La situation sociale des enseignants ne diffère pas de celle de l’ensemble des travailleurs de la Fonction publique marquée par l’érosion du pouvoir d’achat. Les syndicats du corps enseignant demandent depuis le lancement de l’actuelle année scolaire d’améliorer la situation socioprofessionnelle des enseignants, car elle impacte leurs « rendement et menace la stabilité du secteur ».
Le partenaire social appelle la tutelle depuis le début de l’année scolaire de remédier à la situation socioprofessionnelle, notamment, avec l’augmentation des salaires et la revalorisation des primes et indemnités de manière à rééquilibrer le pouvoir d’achat. Ils demandent d’accélérer la révision du décret des primes et indemnités ainsi que la mise en place de nouvelles primes pour les enseignants afin d’améliorer leur pouvoir d’achat.
Les syndicats de l’éducation militent également au sein de la Confédération des syndicats algériens (CSA), qui regroupe plusieurs secteurs de la Fonction publique. La CSA exige d’améliorer le pouvoir d’achat à travers le relèvement du point indiciaire actuellement de 45 DA à 100 DA, la création d’un Observatoire national du pouvoir d’achat, la revalorisation des primes et l’actualisation de la prime de zone sur la base du régime de rémunération de 1989.
Le président de la République, Abdelmadjid Tebboune, a annoncé dernièrement, la revalorisation des salaires des enseignants dès janvier 2023 et a instruit le gouvernement de s’atteler à la révision des salaires des enseignants et d’entrer en contact avec leurs représentants pour réviser les statuts.
Suite à cette annonce, le coordinateur de la CSA Boualem Amoura a demandé une revalorisation salariale conséquente de tous les fonctionnaires de la Fonction publique et non en deçà des attentes comme celle d’avril dernier, où l’indice minimal a été augmenté de 50 points. Il était, selon le partenaire social, « dérisoire et sans incidence sur le pouvoir d’achat des travailleurs ».
Le message du président de
la République
Le président de la République Abdelmadjid Tebboune a félicité les enseignants à l’occasion de leur Journée internationale, réitérant son engagement à les soutenir. « Mes félicitations aux enseignants à l’occasion de votre journée internationale », a écrit le président. « Nous réitérons notre engagement permanent à vous soutenir et notre grand espoir en vous pour un enseignement développé et moderne », a ajouté le président de la République.
Grève des enseignants du cycle primaire aujourd’hui
Les enseignants du cycle primaire observent, aujourd’hui, une grève nationale qui sera ponctuée par des sit-in de protestation à l’intérieur des établissements scolaires. L’Union nationale des professeurs de l’enseignement primaire (Unpep) en cours de constitution, a, en effet, lancé un appel aux enseignants pour participer massivement à ce mouvement de grève.
L’objectif est d’exprimer leur attachement à leur plateforme de revendications et de rappeler à la tutelle ses engagements de 2019. Cette organisation syndicale reproche, en effet, au département de Belabed de ne pas concrétiser ses engagements sur le terrain comme la « réforme du cycle primaire » et l’application du Décret présidentiel 266/14 dans un délai ne dépassant pas le 31 mars 2020.

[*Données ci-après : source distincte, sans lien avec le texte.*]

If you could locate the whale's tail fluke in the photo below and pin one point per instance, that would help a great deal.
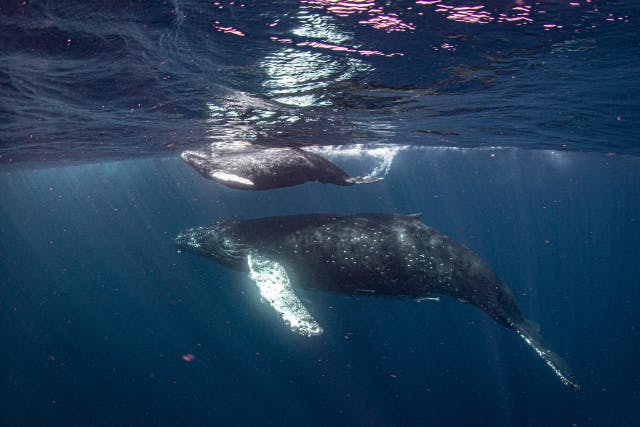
(528, 331)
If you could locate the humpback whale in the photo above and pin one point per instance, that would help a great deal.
(380, 254)
(255, 167)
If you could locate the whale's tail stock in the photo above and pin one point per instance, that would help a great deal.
(529, 332)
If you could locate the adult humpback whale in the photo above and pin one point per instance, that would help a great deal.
(254, 167)
(363, 253)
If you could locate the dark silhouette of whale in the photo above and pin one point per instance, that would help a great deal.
(364, 253)
(254, 167)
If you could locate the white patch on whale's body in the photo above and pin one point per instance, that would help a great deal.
(383, 153)
(229, 177)
(275, 287)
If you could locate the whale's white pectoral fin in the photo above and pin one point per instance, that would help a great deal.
(434, 299)
(275, 287)
(229, 177)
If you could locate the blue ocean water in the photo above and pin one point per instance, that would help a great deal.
(518, 124)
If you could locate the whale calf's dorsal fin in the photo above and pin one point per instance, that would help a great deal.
(275, 287)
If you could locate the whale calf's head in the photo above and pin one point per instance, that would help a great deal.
(216, 242)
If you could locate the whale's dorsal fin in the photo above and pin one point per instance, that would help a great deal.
(275, 287)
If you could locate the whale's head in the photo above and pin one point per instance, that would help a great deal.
(217, 242)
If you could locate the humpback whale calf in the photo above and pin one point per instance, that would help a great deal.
(254, 167)
(395, 255)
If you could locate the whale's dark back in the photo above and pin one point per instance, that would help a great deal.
(377, 254)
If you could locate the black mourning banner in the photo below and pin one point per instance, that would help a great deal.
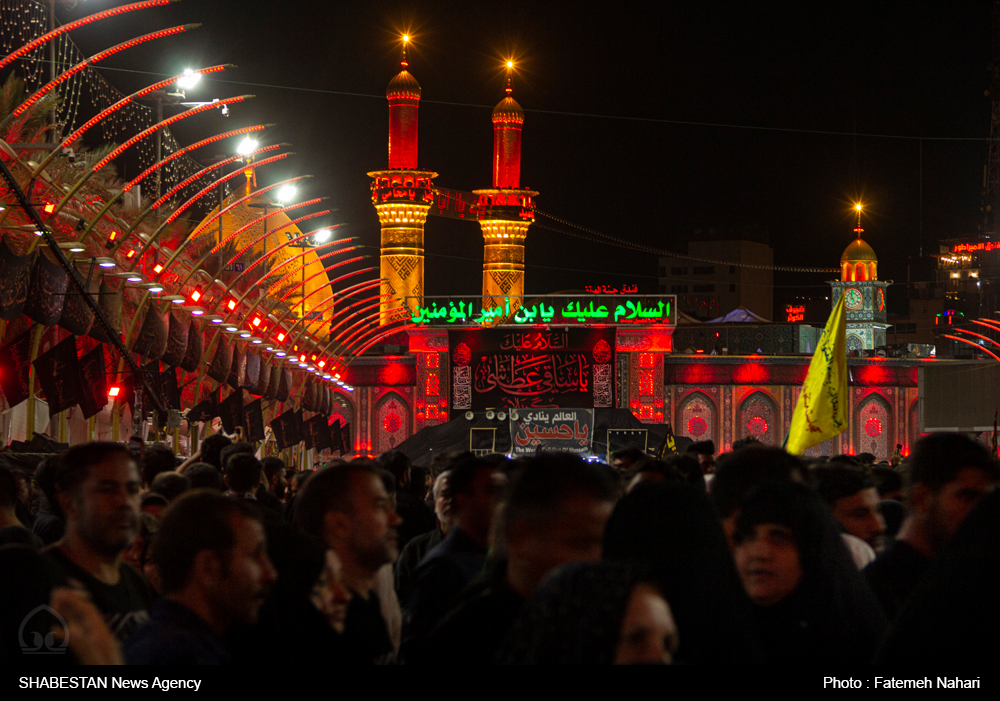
(109, 301)
(284, 385)
(15, 272)
(171, 390)
(254, 417)
(177, 337)
(47, 291)
(58, 372)
(231, 411)
(336, 437)
(286, 430)
(345, 432)
(252, 374)
(151, 341)
(531, 368)
(237, 369)
(93, 381)
(264, 381)
(15, 358)
(271, 392)
(77, 316)
(192, 356)
(205, 410)
(218, 370)
(319, 432)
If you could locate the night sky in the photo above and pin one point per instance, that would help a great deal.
(606, 88)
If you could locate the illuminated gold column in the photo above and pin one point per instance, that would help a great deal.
(503, 261)
(402, 200)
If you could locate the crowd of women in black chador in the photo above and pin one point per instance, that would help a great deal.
(584, 565)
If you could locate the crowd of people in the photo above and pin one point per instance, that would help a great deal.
(116, 553)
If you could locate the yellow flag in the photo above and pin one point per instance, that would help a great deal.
(822, 409)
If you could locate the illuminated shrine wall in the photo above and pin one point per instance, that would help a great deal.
(392, 422)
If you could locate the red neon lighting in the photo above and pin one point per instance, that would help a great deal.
(48, 87)
(45, 38)
(165, 123)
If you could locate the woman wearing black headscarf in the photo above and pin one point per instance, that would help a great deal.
(674, 530)
(810, 604)
(593, 613)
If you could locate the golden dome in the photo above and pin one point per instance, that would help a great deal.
(858, 251)
(403, 85)
(507, 110)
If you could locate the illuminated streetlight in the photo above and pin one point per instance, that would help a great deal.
(189, 79)
(247, 146)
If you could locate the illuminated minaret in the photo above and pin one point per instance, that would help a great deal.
(402, 197)
(507, 210)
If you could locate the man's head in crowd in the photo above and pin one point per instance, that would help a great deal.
(888, 482)
(555, 510)
(211, 450)
(205, 476)
(704, 451)
(170, 485)
(623, 460)
(274, 476)
(234, 449)
(157, 458)
(348, 507)
(98, 490)
(854, 500)
(211, 555)
(443, 500)
(949, 474)
(473, 484)
(740, 471)
(243, 473)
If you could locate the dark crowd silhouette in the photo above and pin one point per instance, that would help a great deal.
(125, 554)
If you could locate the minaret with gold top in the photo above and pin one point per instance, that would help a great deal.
(507, 210)
(402, 196)
(864, 293)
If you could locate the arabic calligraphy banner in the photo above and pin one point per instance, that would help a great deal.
(570, 310)
(548, 429)
(532, 368)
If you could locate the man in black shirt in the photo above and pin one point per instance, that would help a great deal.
(949, 474)
(348, 508)
(211, 552)
(554, 513)
(97, 487)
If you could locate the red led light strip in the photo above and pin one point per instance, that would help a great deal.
(268, 215)
(165, 123)
(45, 38)
(47, 88)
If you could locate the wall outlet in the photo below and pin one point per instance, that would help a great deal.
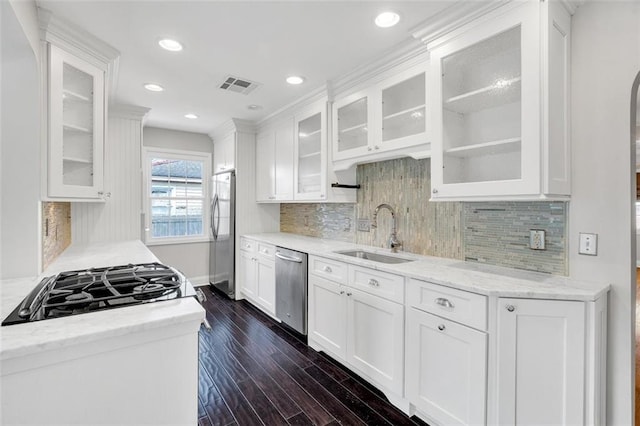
(536, 239)
(364, 225)
(588, 244)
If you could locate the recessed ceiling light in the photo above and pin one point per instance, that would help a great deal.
(295, 79)
(170, 45)
(153, 87)
(387, 19)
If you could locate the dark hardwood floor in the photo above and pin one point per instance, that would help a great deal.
(254, 372)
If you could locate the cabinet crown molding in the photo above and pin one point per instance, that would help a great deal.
(452, 18)
(81, 43)
(130, 112)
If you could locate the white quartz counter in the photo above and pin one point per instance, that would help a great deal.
(478, 278)
(39, 336)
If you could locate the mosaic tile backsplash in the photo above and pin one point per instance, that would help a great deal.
(495, 233)
(498, 234)
(56, 230)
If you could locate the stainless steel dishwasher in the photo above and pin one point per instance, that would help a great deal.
(291, 288)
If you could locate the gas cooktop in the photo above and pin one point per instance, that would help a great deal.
(95, 289)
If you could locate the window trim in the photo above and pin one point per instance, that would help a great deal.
(205, 157)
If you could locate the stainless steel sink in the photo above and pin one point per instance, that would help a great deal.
(375, 257)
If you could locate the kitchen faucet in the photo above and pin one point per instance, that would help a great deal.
(393, 241)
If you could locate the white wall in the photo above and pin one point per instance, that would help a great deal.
(192, 258)
(20, 149)
(27, 14)
(605, 61)
(117, 219)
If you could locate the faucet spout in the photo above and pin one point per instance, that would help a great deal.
(393, 241)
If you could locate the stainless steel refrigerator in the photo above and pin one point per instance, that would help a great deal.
(222, 229)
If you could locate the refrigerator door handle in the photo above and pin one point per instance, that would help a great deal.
(215, 218)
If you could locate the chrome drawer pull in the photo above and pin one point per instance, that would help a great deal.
(444, 302)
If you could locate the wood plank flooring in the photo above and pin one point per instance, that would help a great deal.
(254, 372)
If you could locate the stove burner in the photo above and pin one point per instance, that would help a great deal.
(94, 289)
(77, 298)
(148, 291)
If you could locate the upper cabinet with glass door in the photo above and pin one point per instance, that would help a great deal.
(79, 67)
(310, 156)
(76, 126)
(499, 132)
(386, 120)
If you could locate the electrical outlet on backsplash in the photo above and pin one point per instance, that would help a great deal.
(495, 233)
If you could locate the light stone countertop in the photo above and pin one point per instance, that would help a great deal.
(40, 336)
(474, 277)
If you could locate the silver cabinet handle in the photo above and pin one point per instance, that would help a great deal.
(444, 302)
(288, 258)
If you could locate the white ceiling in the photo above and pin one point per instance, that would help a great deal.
(263, 41)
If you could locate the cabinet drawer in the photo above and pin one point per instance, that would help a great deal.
(457, 305)
(329, 269)
(266, 251)
(383, 284)
(248, 245)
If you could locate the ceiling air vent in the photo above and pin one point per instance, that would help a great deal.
(239, 85)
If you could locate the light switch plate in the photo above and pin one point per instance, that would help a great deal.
(364, 225)
(588, 244)
(536, 239)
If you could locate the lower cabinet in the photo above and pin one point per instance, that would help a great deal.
(362, 330)
(541, 369)
(247, 274)
(257, 274)
(266, 280)
(375, 338)
(448, 378)
(328, 316)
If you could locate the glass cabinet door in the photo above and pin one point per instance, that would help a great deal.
(352, 125)
(76, 126)
(403, 109)
(309, 161)
(481, 111)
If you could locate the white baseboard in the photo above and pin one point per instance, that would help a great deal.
(199, 281)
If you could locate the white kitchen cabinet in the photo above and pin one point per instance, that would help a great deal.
(542, 362)
(362, 329)
(327, 317)
(500, 93)
(375, 338)
(257, 274)
(76, 115)
(386, 120)
(247, 274)
(274, 162)
(266, 277)
(446, 353)
(446, 369)
(310, 168)
(224, 153)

Les enseignants exigent en particulier, l’application immédiate du Décret présidentiel 266-14, fixant la grille indiciaire des traitements et le régime de rémunération des fonctionnaires, avec effet rétroactif, rétablir la retraite sans condition d’âge, la réduction du volume horaire ainsi que la modification du statut particulier de l’enseignant de manière à le reclasser au même grade de base que l’enseignant du lycée et du cycle moyen.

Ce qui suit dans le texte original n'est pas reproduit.